Lucy Maud Montgomery, Anne of Avonlea
Ah, you didn’t think I could start a post about diversity in children’s literature with a Lucy Maud Montgomery quote, did you?
But as with many things L.M. Montgomery wrote, her words hold true nearly a hundred years later.
The children’s book world in which L.M. Montgomery wrote nearly a hundred years ago was full of books that portrayed a white Anglo-Saxon view of the world.
Sadly, that world is only beginning to change all these decades later.
What’s my ideal? A world where we value diversity, REALLY value diversity.
And the only way to do that is if WE change.
Because here’s the thing: literature is how many of us learn about the world.
And if we don’t have books that tell us stories written from the perspective of others, whether based on race, culture, religion, sexual orientation, gender identification, physical ability or mental health realities, then all we are left with is our perspective of the world.

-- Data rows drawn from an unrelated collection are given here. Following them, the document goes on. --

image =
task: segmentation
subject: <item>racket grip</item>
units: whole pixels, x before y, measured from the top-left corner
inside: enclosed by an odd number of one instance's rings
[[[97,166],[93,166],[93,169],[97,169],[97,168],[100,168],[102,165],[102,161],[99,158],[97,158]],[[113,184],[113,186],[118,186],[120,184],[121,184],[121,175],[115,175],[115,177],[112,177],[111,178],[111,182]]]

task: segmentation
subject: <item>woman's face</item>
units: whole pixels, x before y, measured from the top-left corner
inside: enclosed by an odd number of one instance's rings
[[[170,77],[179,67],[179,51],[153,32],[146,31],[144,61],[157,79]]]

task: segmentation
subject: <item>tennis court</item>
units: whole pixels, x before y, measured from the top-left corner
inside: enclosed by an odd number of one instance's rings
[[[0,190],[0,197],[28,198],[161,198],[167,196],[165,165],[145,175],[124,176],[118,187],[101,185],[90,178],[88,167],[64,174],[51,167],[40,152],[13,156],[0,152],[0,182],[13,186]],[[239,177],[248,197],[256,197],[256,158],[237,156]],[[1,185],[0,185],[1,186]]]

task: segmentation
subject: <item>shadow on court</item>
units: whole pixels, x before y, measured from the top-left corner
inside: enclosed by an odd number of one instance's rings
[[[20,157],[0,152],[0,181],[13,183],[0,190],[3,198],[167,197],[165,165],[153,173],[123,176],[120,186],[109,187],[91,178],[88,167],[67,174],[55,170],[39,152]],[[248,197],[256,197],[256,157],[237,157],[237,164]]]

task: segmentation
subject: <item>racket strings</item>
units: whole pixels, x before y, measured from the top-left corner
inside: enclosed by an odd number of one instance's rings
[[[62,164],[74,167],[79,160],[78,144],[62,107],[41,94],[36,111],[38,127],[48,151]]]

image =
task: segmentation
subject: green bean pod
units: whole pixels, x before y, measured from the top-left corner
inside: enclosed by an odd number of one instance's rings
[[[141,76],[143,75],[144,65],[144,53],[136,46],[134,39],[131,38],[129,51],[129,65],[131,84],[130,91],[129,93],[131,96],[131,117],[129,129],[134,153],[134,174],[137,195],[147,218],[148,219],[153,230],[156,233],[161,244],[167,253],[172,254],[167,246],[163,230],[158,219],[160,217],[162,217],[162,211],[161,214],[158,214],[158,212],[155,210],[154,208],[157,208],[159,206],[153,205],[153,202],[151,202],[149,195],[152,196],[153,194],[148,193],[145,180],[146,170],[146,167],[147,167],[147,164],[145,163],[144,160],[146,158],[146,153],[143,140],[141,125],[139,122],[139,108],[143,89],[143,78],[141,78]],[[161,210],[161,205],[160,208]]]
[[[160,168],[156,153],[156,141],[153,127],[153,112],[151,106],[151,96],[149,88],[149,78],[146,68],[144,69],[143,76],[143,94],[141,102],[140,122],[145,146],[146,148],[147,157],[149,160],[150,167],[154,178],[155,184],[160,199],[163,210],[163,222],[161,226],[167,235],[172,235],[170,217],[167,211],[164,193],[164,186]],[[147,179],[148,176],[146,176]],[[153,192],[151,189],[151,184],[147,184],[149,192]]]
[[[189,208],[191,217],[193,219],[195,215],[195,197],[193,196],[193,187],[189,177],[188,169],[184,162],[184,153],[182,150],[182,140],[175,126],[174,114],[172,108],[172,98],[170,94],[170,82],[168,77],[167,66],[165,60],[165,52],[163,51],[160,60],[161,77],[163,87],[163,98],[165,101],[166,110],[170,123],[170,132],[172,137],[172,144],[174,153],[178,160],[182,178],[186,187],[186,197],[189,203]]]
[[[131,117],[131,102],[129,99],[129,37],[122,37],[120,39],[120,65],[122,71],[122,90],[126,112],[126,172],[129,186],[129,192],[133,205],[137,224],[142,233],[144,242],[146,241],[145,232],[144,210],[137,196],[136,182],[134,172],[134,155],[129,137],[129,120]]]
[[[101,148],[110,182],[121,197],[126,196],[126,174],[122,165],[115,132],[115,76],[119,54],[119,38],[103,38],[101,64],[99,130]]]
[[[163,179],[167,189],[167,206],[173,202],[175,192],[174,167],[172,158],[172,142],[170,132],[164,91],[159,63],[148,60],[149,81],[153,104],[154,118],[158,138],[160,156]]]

When we only have our perspective of the world, we are distrustful of others’ perspectives.
When a child walks into a library or a local bookstore and can’t find a book that in any way shape or form represents them or their life, we have failed them.
When a child walks into a library or a local bookstore and can only find a book that represents their life, we have failed them.
The beauty of this world is that there are seven billion ways to be.
My book, loosely based on my childhood, is only one way to be.
But sadly, right now our books don’t truly represent the reality of how we are on Planet Earth:
But we can change that. We can buy books that support and promote diversity. The book business is, in the end, a business. If we are buying diverse books, publishers will publish even more. If we support authors that provide us with another view of our vast and beautiful world, we are supporting a future where children are not surprised by the different, but delight in it.
In her book of the same name, author Lisa Cron tells us we are wired for story. We learn, process, form values and beliefs, from hearing and reading stories.
Reading diverse books can’t help but sow the seeds of questioning what is and what can be.
Comedian George Carlin once said:
“Don’t just teach your children to read…
Teach them to question what they read.
Teach them to question everything.”
Reading diverse books can’t help but make us better people. It can’t help but make our world safe, more inclusive.
Reading diverse books sows seeds of love and understanding. When we hear another’s story, we hear THEM.
When we hear about their struggle, suddenly it feels like it’s our struggle, too.
Sometimes, someone else’s struggle might make us feel guilty. That’s okay. That’s what’s supposed to happen. That’s what helps us grow as human beings. That’s what starts the healing and the understanding.
So where do you start?
I’d start with weneeddiversebooks.org
There are tons of resources on their webpage: book recommendations, program information, a fabulous blog among other things.
I’d also recommend you search for #ownvoices on Twitter.
And then, once you’re armed with your book list, you are set to go!
Buy books that support diversity! Ask your library to order diverse books. Recommend diverse books to your friends.
It’s our collective responsibility to change our world for the better.
We must support marginalized writers wherever and however we can.
But mostly, we must listen to what they tell us, what they write for us. We must listen to THEIR stories.
Those stories will change the world.